Note that because a snapshot was created in the first query, it is now
feasible to use it instead of directly accessing the tree
structure. This procedure actually saves a lot of time and goes far
faster.

Of course, variables can be combined. For example, the following
command returns the number of problems, the number of solved tasks
(but not validated) and the number of problems where the winners of
the Sixth International Planning Competition (LAMA 2008) and the
Seventh International Planning Competition (LAMA 2011) failed::

  $ /report.py --summary seq-sat.snapshot --planner 'lama.*20.*' --level planner
    --variable numprobs numsolved numfails --quiet

  name: report
 +-----------+----------+-----------+----------+
 |  planner  | numprobs | numsolved | numfails |
 +-----------+----------+-----------+----------+
 | lama-2008 |   280    |    188    |    92    |
 | lama-2011 |   280    |    250    |    30    |
 +-----------+----------+-----------+----------+
  legend:
    planner [key]
    numprobs: total number of problems [elaborated data]
    numsolved: number of solved problems (independently of the solution files generated) [elaborated data]
    numfails: total number of fails [elaborated data]

  created by IPCrun 1.0 (Revision: 283), Thu Jul 21 13:51:06 2011

In this case, because the directive :option:`--quiet` was given, all
the headers were removed from the output.

Moreover, the results can be sorted either in ascending or descending
order of any combination of variables thanks to the flags
:option:`--ascending` and :option:`--descending`. These variables
shall be given along with one of the variables specified in the query
and/or any of the legal levels: :const:`planner`, :const:`domain` and/or
:const:`problem`. For example, the following command shows the number
of problems successfully solved and the number of plan solution files
generated by all planners in the sequential satisficing track.

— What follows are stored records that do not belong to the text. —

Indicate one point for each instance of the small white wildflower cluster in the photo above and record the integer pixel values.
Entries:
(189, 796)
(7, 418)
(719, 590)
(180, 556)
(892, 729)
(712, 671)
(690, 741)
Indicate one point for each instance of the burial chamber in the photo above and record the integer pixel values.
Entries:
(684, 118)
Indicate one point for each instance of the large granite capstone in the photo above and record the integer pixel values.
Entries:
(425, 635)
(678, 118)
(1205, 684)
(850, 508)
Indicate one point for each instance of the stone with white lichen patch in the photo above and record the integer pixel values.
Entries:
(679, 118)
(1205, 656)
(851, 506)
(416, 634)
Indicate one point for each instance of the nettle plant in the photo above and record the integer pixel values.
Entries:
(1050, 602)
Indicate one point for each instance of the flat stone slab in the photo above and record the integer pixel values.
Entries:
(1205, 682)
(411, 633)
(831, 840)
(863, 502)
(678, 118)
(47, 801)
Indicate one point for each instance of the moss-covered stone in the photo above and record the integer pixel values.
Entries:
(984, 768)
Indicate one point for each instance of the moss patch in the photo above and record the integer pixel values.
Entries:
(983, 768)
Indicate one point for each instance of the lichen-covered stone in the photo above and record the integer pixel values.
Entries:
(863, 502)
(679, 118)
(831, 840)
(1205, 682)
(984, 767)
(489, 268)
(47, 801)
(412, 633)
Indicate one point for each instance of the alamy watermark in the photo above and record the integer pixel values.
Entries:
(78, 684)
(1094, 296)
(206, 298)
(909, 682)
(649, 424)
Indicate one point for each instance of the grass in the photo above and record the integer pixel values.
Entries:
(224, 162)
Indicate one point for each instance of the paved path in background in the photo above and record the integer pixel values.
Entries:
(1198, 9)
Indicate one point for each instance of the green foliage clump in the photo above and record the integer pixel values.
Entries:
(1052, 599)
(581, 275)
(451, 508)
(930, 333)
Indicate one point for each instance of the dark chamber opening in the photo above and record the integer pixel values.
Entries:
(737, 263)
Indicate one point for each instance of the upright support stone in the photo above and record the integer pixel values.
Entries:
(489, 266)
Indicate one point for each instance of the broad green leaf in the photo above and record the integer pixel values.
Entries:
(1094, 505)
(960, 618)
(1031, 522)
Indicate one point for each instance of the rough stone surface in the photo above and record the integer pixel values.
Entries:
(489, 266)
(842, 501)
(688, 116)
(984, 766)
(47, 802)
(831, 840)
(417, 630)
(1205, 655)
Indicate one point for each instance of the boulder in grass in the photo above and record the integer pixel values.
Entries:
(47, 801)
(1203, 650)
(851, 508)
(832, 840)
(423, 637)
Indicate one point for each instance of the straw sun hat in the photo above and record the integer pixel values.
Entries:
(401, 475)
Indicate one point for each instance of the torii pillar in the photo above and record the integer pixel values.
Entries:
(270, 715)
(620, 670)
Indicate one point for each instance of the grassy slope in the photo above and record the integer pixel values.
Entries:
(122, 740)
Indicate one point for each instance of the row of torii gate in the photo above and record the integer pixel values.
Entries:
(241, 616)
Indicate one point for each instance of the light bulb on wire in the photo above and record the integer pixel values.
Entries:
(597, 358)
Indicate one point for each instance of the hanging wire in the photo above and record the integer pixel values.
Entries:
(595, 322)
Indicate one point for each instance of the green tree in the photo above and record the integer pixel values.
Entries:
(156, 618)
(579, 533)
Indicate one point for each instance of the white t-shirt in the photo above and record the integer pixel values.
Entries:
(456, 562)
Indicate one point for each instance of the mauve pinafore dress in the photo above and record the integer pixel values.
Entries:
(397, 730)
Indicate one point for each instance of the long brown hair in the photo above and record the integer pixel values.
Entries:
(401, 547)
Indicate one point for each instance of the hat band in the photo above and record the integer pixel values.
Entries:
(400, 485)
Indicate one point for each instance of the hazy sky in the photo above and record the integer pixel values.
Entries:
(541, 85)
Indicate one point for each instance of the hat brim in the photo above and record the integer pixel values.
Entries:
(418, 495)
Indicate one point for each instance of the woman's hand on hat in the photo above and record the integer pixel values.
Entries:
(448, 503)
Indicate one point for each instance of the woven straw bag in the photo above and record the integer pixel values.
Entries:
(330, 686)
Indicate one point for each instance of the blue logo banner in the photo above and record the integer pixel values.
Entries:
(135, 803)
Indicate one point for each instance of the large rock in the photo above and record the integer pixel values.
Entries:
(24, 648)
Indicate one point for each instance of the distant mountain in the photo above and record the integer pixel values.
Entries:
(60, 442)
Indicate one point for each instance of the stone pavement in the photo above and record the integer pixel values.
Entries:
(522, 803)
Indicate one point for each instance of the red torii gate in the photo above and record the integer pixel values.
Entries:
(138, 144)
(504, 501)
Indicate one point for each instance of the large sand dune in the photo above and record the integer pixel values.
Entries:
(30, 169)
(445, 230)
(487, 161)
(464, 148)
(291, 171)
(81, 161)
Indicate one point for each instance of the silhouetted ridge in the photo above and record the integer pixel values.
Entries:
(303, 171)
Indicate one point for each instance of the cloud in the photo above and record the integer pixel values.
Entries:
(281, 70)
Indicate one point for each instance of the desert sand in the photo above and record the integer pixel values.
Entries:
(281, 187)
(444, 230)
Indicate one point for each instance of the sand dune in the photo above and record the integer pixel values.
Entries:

It then
sorts the output giving preference to the planners that solved more
tasks and, in case of a tie (note the case of planners
:command:`probe` and :command:`fdss-2` both with 233 tasks solved), it
ranks first those that generated more solution files::

  $ ./report.py --summary seq-sat.snapshot --variable oknumsolved oksumnumsols 
    --level planner --quiet --descending oknumsolved --descending oksumnumsols
   name: report
  +---------------+-------------+--------------+
  |    planner    | oknumsolved | oksumnumsols |
  +---------------+-------------+--------------+
  |   lama-2011   |     250     |     874      |
  |     fdss-2    |     233     |     645      |
  |     probe     |     233     |     460      |
  |     fdss-1    |     232     |     828      |
  | fd-autotune-1 |     223     |     557      |
  |     roamer    |     213     |     779      |
  |  forkuniform  |     207     |     589      |
  |     lamar     |     195     |     764      |
  | fd-autotune-2 |     193     |     516      |
  |     arvand    |     190     |     1813     |
  |   lama-2008   |     188     |     743      |
  |    randward   |     184     |     689      |
  |      brt      |     157     |     499      |
  |     yahsp2    |     138     |     246      |
  |   yahsp2-mt   |     137     |     423      |
  |      cbp2     |     135     |     834      |
  |      cbp      |     123     |     788      |
  |   dae_yahsp   |     120     |     963      |
  |     lprpgp    |     118     |     236      |
  |  madagascar-p |      88     |      88      |
  |     popf2     |      81     |     100      |
  |   madagascar  |      67     |      67      |
  |      cpt4     |      52     |      52      |
  |    sharaabi   |      33     |      33      |
  |  satplanlm-c  |      32     |      32      |
  |    acoplan    |      20     |      80      |
  |    acoplan2   |      20     |      70      |
  +---------------+-------------+--------------+
   legend:
     planner [key]
     oknumsolved: number of *successfully* solved problems (independently of the solution files generated) 
                  [elaborated data]
     oksumnumsols: sum of the total number of *successful* solution files generated [elaborated data]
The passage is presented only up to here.